Yesterday a big gang of friends and family, me among them, heard G(od)D(aughter)2 do her end-of-year recital, way up at the top of the Royal College of Music just near the Albert Hall. It was terrific. If they picked her up out of the rather small room she sang in and dumped her down in that same Albert Hall, and replaced the pianist and his piano with a huge symphony orchestra going full blast, GD2 would have sounded great and entirely at home and in command, and they’d have cheered like crazy. That’s how good she seemed to me.
Immediately afterwards I of course photoed photos of GD2, but these photos weren’t that good. Closer-up, she was still in performance mode, but looking tired, understandably. Worse, I wasn’t able to get a proper view of her, together with the lady who was also photoing her.
Later, when we all went to the nearby Italian restaurant, GD2 was able to relax and enjoy, and this time, my view of her was perfect. She did a selfie session with the same lady who had photoed her immediately after the recital, and whom I had sat next to for the performance. “What a voice!” said this lady, when GD2 had finished. In the restaurant, she and GD2 sat right across the table from me, and more photoing occurred. I photoed this photoing:
It’s not that I object to the face of the lady on the left, who turned out to be a friend of GD2’s mother from way back. It’s just that I don’t shove faces up here without prior approval. GD2 has already said she has no objection to her face appearing here. Lady on the left has not said this, so her face gets hidden, same as when I photo any other photoers, without their permission.
Lady on the left has, it turned out, a blog, which I have already looked through, partly to see if she has photos on it of herself, in which case I could presumably put a photo of her here without causing offence. No photos of her there, that I could see.
At her blog, she follows a completely opposite rule to the rule here. Here, I say something every day, whether I have anything sensible to say or not. She, on the other hand, seems to follow the strange rule of only saying something when she has something she considers worth saying. I know, very strange. If everyone followed that rule, hardly anything would get said at all.
But I digress. My main point here, today, is well worth saying, which is that GD2 is doing very well.
Note the electric plug sockets in all the above photos. These sockets were all over the place in the restaurant, 4×2 of them at our table alone. I assume that these sockets are for recharging mobile phones, like the one being deployed in the above photos.

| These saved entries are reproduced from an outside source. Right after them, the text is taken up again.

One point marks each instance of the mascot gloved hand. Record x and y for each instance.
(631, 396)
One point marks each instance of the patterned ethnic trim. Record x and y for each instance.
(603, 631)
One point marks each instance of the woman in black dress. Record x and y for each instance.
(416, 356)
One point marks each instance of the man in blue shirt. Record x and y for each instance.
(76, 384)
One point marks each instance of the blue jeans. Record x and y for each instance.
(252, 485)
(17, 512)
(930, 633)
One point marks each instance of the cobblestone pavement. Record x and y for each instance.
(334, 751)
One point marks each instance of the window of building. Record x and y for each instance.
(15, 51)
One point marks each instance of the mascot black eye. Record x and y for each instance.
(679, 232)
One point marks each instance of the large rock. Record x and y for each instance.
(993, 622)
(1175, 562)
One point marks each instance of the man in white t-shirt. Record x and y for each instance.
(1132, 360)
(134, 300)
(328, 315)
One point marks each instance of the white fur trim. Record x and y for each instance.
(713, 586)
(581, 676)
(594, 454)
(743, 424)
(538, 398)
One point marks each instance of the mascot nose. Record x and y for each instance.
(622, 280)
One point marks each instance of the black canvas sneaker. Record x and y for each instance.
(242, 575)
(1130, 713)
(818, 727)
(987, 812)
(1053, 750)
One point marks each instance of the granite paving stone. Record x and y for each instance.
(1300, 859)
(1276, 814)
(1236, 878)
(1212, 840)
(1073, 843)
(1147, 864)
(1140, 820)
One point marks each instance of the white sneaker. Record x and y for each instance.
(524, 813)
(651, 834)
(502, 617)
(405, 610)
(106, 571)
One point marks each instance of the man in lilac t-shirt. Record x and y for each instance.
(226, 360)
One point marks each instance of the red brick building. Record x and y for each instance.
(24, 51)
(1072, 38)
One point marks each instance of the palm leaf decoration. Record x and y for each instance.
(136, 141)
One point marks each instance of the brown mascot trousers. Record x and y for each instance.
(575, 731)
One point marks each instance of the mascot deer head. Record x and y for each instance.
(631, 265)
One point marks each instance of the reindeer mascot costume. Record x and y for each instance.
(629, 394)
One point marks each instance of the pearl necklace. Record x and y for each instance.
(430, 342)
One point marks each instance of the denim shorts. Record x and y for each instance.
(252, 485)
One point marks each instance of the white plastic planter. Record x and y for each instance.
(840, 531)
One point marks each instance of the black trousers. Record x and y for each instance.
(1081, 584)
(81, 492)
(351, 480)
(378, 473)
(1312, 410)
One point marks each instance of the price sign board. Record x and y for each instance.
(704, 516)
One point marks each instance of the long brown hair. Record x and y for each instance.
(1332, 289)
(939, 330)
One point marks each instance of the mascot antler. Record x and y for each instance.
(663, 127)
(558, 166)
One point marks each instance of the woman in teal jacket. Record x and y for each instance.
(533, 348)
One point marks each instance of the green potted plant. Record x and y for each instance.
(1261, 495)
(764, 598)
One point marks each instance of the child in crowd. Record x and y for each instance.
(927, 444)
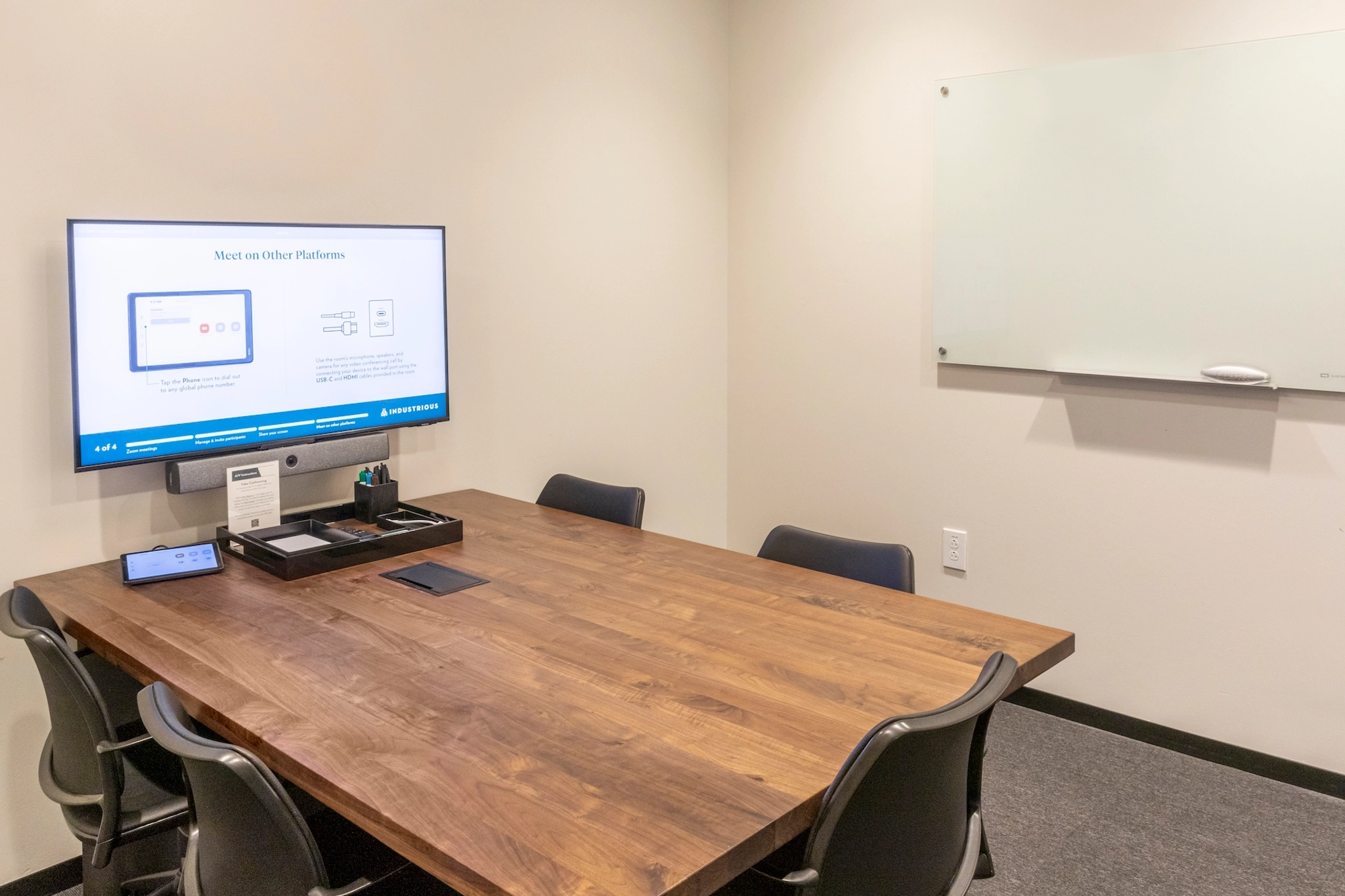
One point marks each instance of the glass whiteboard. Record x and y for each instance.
(1147, 217)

Any group of more than about five people is going to contain someone who needs to charge their phone. If there are no charging facilities, that’s probably a dealbreaker and the whole group will go somewhere else. So you must have charging facilities – ideally at every table.
If you stay in an old hotel, it’s not unheard of to have to unplug the TV in order to plug in your laptop or phone charger as there will be no other sockets. On the other hand, new build hotels have sockets absolutely everywhere. As do new houses.
It’s been interested to watch the etiquette of this change over the last 20 years, too. 20 years ago, people would feel guilty about plugging a charger into a socket in a cafe. When this first started happening (which I think corresponds to the introduction of laptops with WiFi about 20 years ago), you would sometimes find staff in cafes telling people they couldn’t do it, or covering power sockets, combined sometimes with genuine British embarrassment about whether they could/couldn’t/needed to ask/didn’t etc. Now it’s okay to just plug in, in much the way it is okay just to sit in a chair if one is available.
It’s a shame the world didn’t standardise on a smaller number of plug and socket types, alas.